Surovek Gallery Show Exposes Benton’s Modernist Roots

This article by Jan Sjostrom originally posted on palmbeachdailynews.com

 

In Thomas Hart Benton’s painting “Going West,” a train pulled by a coal-black engine hurtles into a wash of golden light trailing a ribbon of billowing smoke. Utility poles edging the tracks fall back as though pushed aside by the rushing train. The 1926 painting is the centerpiece of “Thomas Hart Benton: Mechanics of Form” at Surovek Gallery in Palm Beach. The show features more than 65 works in oil, watercolor, tempera and other media spanning the artist’s career.

 

Most have been shown only rarely or are being exhibited publicly for the first time. The majority are on loan from the Thomas Hart and Rita Benton Trust and other private collections. But several, including “Going West,” are for sale.
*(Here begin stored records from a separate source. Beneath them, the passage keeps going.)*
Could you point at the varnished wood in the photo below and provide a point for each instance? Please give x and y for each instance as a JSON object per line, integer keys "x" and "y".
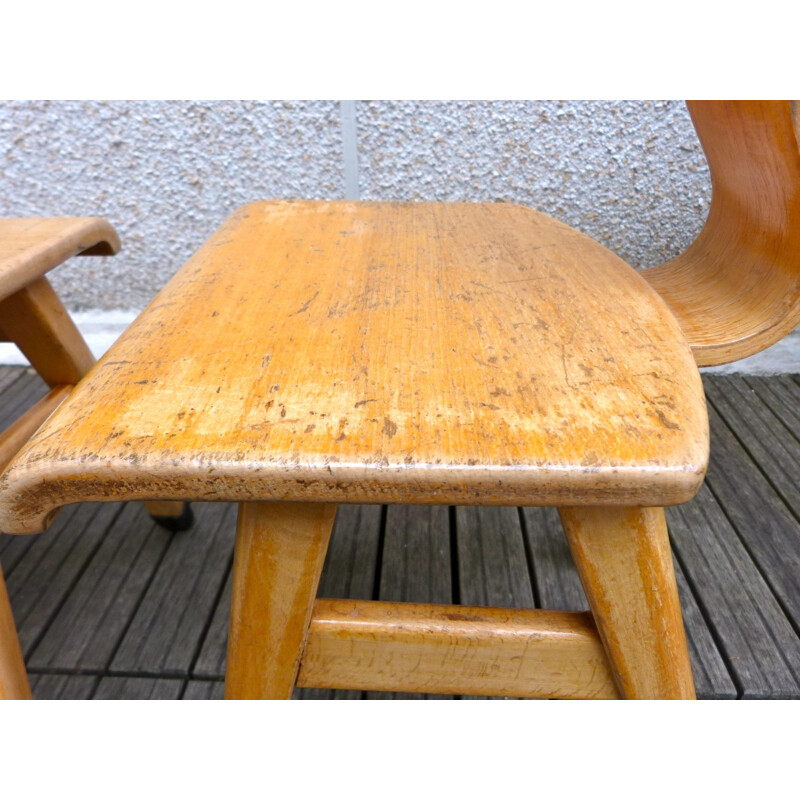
{"x": 13, "y": 437}
{"x": 736, "y": 290}
{"x": 13, "y": 677}
{"x": 30, "y": 247}
{"x": 35, "y": 319}
{"x": 280, "y": 549}
{"x": 382, "y": 352}
{"x": 412, "y": 647}
{"x": 625, "y": 563}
The exhibition follows a 2017 show at Surovek Gallery highlighting the regionalist paintings for which Benton is best known.

 

Benton, who lived from 1889 to 1975, became famous in the inter-war period of the 20th century for his distinctive, vigorous, curvy and colorful murals and paintings depicting the people of the American heartland.

 

His most acclaimed work, the mural series “America Today,” commissioned in 1930 for the New School of Social Research in New York, resides in the collection of the Metropolitan Museum of Art.

 

The success of Surovek’s earlier show, and the availability of “Going West,” triggered this show, said director-owner Clay Surovek, son of gallery founder John Surovek. Clay Surovek and New York-based Lester-Thompson Fine Art collaborated on the exhibition.

 

If You Go
What: “Thomas Hart Benton: Mechanics of Form”
When: Through March 31
Where: Surovek Gallery, 8 Via Parigi, 349 Worth Ave.
For information: Call 655-2665 or visit surovekgallery.com


Before its recent re-emergence, “Going West” had been exhibited only twice since its creation — in a 1927 gallery show and in 1980 when it was auctioned at Christie’s.

 

Benton scholar Henry Adams, who wrote an essay for the “Mechanics of Form” catalog, calls “Going West” “one of Benton’s greatest achievements as well as one of the greatest achievements of 20th-century American art.” In Benton’s hands, the train “becomes a living thing, the embodiment of life, force, energy and the American spirit,” Adams wrote in a letter to Surovek.

 

This exhibition also differs from the earlier show in that it’s the first to focus on the abstract foundation of Benton’s work, which, far from being abandoned when he adopted his everyman regionalist style in the 1920s, continued to be an important tool throughout his career. As a teacher, he passed on his notions of organizing a painting to his pupils, including abstract expressionist trailblazer Jackson Pollock.

 

The show takes its name from Benton’s 1920s essay “The Mechanics of Form Organization in Painting,” in which he lays out his principles of composition, form and aesthetic organization. Crayon sketches from the 1920s in the show diagram these ideas using descriptive phrases and abstract shapes. Benton even reduced old master paintings to such basics.

 

Many people aren’t familiar with Benton’s early abstract modernist paintings, and even if they are assume he abandoned abstraction when he discovered his groove, Surovek said. “This show covers a 60-year span and shows how when you put his modernist work next to his regionalist work you can see how it’s related,” he said.

 

Accordingly, viewers might see in the sickles, balls and hazy blue horizon of the 1919 abstract painting “Rhythmic Construction” the waves, fish and ocean of “Sea Phantasy I,” a panel from Benton’s first mural commission. The murals, executed around 1925, decorated the sports den of avid fisherman Albert Briggs.

Skipping ahead to 1973, the principal elements and circular composition of the abstract painting “Demonstration” are echoed in the figurative study “Youth Music.”

 

“His abstractions are paintings in their own right, but they’re also how he’s figuring out his compositions and how to make his paintings move,” said Andrew Thompson, a member with Adams of the group compiling Benton’s catalog raisonne. “That’s one of the things people respond to most in his art. It’s realism, but they have a movement and flow.”

 

Many painters of Benton’s period have fallen from favor, Surovek said. Benton and Edward Hopper “are among the few still sought after,” he said. “There’s not been a dip. Actually, there’s been an uptick.” The dozen or so works in the show for sale range in value up to $5.5 million.